1

I initially wrote a perfectly working C code for converting a positive integer (say 12345) to a string (i.e. "12345") and print it. The logic is simple: extracting the digits of the integer one-by-one by taking modulo 10 and reducing the integer by a factor of 10 each time (this occurs in the itos() function). The final string needs to hold the extracted digits in reverse order so as to match the original integer (cf. reverse() function).

#include <stdio.h>
#include <string.h>

char *reverse (char *s);
char *itos (int n);

int
main ()
{
  int n = 12345;
  char *s = itos (n);
  printf ("%s", s);
  return 1;
}

char *
itos (int n)
{
  int d = 0;
  char s[100];
  int i = 0;
  do
    {
      d = n % 10;
      s[i] = (d + '0');
      n = n / 10;
      i++;
    } while (n != 0);
  s[i] = '\0';
  return reverse(s);
}

char *
reverse (char *s)
{
  int i = 0;
  int j = strlen (s) - 1;
  char temp;
  while (i < j)
    {
      temp = s[i];
      s[i] = s[j];
      s[j] = temp;
      i++;
      j--;
    }
  return s;
}

You may compile it here. This works perfectly fine, but something strange happens if I return s instead of reverse(s) from the char* itos() function. That is:

#include <stdio.h>
#include <string.h>

char *itos (int n);

int
main ()
{
  int n = 12345;
  char *s = itos (n);
  printf ("%s", s);
  return 1;
}

char *
itos (int n)
{
  int d = 0;
  char s[100];
  int i = 0;
  do
    {
      d = n % 10;
      s[i] = (d + '0');
      n = n / 10;
      i++;
    } while (n != 0);
  s[i] = '\0';
  return s;
}

I'd have expected it to simply print the string "54321" instead of "12345". However, in the output screen, I simply get a (null). There might be a logical error in the char* itos() function, as in I might have done some illegal pointer operation, but I can't really locate the source of error.

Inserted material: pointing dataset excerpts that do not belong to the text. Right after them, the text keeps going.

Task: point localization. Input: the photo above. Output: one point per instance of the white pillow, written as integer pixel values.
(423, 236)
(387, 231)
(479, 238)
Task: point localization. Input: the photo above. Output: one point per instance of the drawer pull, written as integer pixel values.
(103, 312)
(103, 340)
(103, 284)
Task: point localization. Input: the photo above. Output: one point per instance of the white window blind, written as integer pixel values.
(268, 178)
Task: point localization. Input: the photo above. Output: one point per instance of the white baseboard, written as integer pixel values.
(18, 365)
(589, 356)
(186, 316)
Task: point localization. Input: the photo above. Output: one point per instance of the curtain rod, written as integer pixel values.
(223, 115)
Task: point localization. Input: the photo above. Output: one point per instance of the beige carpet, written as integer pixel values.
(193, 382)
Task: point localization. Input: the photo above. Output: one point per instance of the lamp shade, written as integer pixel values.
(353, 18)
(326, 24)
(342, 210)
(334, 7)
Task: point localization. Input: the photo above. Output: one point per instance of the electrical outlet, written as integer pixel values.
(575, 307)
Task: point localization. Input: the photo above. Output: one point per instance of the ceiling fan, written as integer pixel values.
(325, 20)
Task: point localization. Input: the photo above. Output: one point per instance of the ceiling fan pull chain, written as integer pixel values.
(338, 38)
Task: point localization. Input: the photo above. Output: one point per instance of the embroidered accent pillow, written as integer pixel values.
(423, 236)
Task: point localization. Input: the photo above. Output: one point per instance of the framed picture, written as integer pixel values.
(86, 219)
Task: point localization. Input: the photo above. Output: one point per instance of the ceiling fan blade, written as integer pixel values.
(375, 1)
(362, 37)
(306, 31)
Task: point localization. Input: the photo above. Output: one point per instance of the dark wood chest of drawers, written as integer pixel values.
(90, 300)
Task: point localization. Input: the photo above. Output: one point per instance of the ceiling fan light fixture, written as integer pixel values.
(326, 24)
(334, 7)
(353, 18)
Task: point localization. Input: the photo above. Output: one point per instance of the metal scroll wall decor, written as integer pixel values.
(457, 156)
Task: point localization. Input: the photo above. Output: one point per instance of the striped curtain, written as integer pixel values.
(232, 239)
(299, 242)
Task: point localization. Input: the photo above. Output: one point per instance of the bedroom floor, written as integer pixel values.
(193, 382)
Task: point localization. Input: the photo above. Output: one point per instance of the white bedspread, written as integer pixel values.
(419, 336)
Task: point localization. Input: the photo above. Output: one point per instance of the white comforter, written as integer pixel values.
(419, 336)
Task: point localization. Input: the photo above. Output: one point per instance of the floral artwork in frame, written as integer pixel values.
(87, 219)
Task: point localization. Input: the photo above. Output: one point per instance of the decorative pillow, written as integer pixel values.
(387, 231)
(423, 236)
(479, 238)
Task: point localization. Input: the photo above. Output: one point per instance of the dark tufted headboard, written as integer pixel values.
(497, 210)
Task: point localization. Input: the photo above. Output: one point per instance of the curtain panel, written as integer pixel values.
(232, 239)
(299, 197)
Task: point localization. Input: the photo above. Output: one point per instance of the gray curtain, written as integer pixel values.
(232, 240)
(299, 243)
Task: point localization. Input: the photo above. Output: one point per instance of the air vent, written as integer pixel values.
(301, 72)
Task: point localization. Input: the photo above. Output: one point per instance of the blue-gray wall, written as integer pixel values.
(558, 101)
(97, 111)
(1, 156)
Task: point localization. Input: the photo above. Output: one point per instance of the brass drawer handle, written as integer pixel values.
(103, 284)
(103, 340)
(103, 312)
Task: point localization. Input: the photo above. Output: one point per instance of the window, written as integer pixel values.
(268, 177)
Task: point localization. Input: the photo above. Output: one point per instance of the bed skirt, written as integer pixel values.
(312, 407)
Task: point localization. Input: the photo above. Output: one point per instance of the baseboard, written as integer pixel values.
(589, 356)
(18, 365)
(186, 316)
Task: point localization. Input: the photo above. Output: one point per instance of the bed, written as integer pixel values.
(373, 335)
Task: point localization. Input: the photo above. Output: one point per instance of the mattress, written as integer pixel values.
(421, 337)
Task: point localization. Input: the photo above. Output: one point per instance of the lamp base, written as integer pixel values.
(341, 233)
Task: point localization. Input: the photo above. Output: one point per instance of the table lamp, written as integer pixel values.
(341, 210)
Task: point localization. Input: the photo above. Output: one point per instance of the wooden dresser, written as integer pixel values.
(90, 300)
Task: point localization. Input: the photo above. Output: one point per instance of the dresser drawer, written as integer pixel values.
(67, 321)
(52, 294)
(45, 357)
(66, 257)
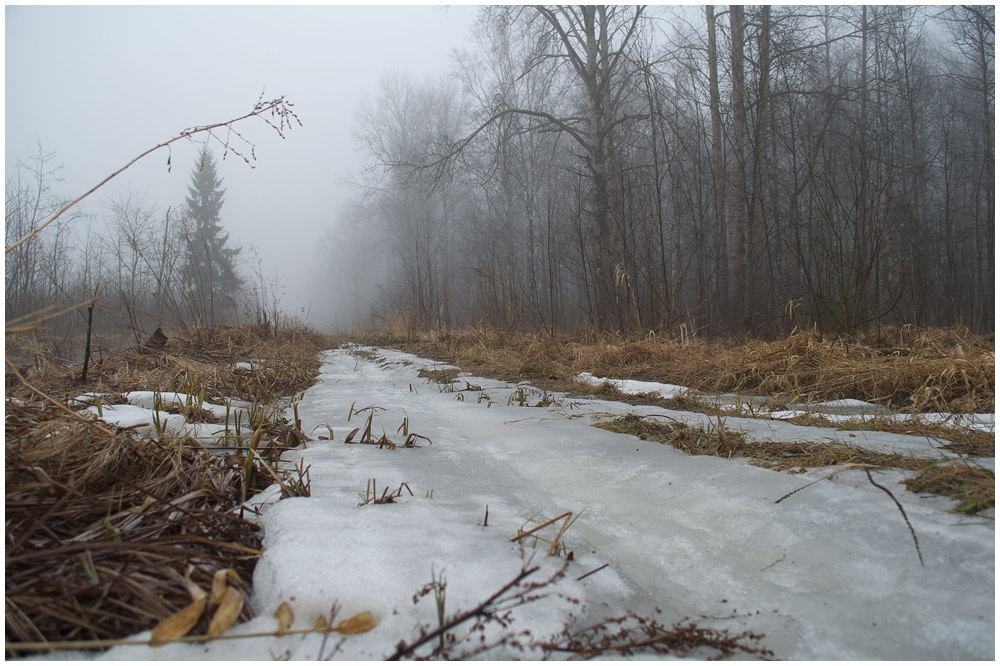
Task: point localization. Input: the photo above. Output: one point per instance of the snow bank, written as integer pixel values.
(830, 572)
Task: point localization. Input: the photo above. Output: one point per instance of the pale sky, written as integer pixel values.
(99, 85)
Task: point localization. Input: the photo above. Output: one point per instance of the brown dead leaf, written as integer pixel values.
(359, 624)
(230, 606)
(285, 617)
(179, 624)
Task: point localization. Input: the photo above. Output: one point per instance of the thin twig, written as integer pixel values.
(900, 507)
(478, 610)
(62, 407)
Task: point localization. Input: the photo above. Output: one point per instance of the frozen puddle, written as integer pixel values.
(834, 410)
(829, 573)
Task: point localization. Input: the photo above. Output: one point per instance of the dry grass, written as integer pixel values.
(103, 528)
(949, 370)
(973, 487)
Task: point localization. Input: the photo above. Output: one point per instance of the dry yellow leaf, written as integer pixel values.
(359, 624)
(285, 617)
(228, 612)
(178, 624)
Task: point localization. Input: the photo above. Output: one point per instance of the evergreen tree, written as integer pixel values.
(209, 268)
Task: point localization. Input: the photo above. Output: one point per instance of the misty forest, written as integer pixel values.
(677, 323)
(728, 171)
(745, 170)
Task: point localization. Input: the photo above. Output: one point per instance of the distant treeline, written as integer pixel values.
(726, 170)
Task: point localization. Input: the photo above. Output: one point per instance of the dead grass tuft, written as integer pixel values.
(102, 527)
(974, 488)
(948, 370)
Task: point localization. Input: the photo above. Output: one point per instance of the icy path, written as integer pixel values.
(830, 573)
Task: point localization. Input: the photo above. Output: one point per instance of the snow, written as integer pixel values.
(846, 409)
(830, 572)
(141, 414)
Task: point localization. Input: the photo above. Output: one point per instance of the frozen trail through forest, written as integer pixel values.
(831, 572)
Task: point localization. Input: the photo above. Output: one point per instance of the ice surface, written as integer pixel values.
(830, 572)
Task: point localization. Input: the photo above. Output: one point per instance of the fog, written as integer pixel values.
(99, 85)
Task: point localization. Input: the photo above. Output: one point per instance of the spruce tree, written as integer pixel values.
(209, 269)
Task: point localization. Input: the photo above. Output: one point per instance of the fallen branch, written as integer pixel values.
(481, 609)
(900, 507)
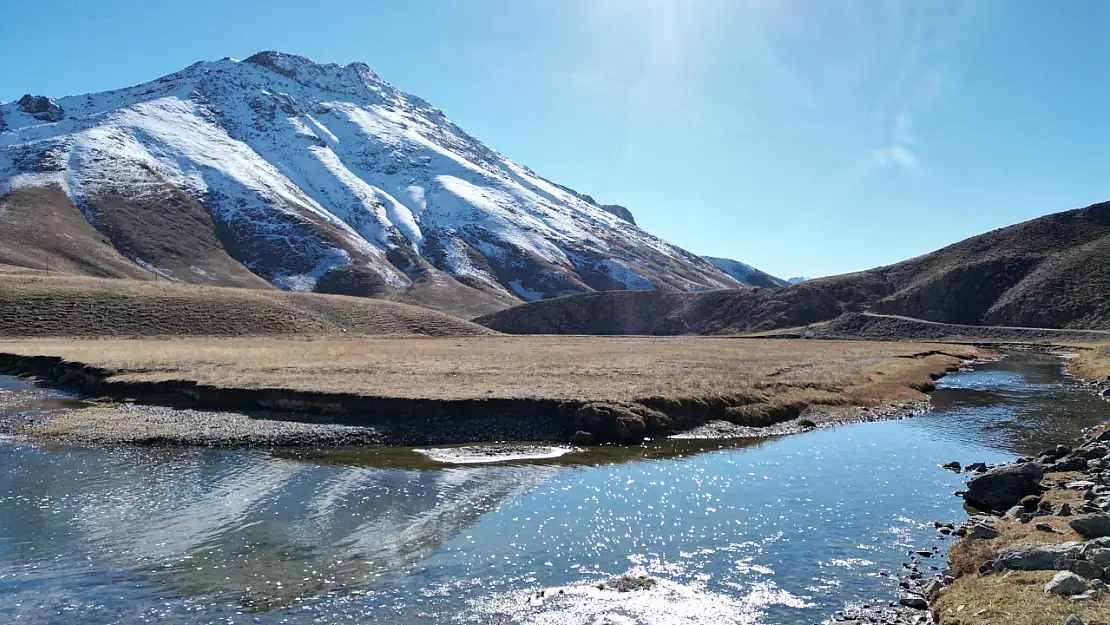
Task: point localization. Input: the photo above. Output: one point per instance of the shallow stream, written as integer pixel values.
(780, 531)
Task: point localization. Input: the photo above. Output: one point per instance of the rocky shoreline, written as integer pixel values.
(1049, 513)
(1060, 486)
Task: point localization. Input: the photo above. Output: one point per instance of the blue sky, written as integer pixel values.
(805, 138)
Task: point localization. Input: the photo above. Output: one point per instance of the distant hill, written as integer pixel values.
(746, 274)
(1048, 272)
(34, 303)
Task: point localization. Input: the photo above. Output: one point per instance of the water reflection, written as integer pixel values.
(1022, 404)
(780, 531)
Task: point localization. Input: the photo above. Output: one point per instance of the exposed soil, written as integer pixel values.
(47, 304)
(1049, 272)
(436, 409)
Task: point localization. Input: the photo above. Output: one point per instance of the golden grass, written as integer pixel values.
(52, 304)
(566, 368)
(1091, 363)
(1011, 598)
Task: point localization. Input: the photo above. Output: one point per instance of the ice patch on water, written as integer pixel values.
(486, 454)
(666, 602)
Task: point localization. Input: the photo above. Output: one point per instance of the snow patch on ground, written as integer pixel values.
(306, 282)
(337, 147)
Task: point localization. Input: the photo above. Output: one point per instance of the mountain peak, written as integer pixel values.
(324, 178)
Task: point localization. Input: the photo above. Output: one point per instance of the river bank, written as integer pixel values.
(420, 392)
(767, 531)
(1036, 547)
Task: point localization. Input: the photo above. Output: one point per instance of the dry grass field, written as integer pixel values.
(1091, 364)
(565, 368)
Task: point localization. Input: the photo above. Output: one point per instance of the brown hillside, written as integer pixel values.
(1049, 272)
(41, 229)
(44, 304)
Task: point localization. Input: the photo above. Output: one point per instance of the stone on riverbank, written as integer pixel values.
(1067, 584)
(1003, 486)
(1095, 526)
(914, 602)
(1036, 556)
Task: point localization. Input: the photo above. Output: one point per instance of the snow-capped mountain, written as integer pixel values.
(745, 273)
(323, 178)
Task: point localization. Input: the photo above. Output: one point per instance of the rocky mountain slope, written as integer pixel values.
(746, 274)
(36, 303)
(1048, 272)
(280, 171)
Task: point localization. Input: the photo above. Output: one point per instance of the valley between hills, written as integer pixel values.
(286, 255)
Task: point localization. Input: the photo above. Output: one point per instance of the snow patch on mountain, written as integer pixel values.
(745, 273)
(310, 168)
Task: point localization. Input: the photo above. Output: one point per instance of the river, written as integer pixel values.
(781, 531)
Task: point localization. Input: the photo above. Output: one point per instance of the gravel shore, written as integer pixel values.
(142, 424)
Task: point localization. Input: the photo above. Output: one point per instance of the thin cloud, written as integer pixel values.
(895, 157)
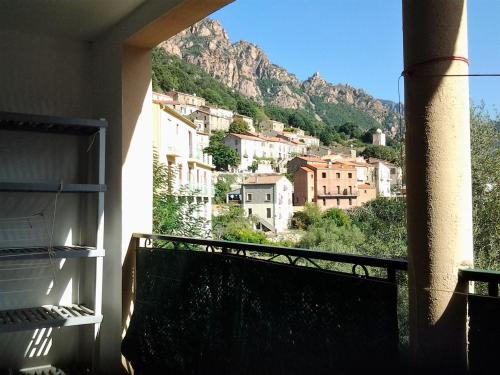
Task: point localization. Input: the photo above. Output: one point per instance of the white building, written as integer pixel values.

I did try debugging by inserting print statements in several parts of the code. What I noticed is if I print the string s within the itos() function just before the return statement then it works fine and prints the string "54321". However, the print statement in the main() function still outputs a (null), which probably implies that there is some mismanagement of memory when the itos() function returns a character pointer to the main() function. Could someone please clarify?

  • 2
    The both programs have undefined behavior because the functions return pointers to a local array. – Vlad from Moscow Aug 20 '19 at 14:05
  • @VladfromMoscow Interesting, I didn't know that limitation! So, would defining a *global* character array be the way to go, or is there a better alternative which you would suggest? –  Aug 20 '19 at 14:07
  • 1
    @Blue You should pass the arrays as parameters to the function and allocate them on the caller side. This is very basic stuff best answered by a good beginner-level book. – Lundin Aug 20 '19 at 14:13

2 Answers2

3

Inside function itos you declared the variable s which is an array of 100 chars. This array is allocated somewhere after the start of the function and deallocated just before the function returns to its caller.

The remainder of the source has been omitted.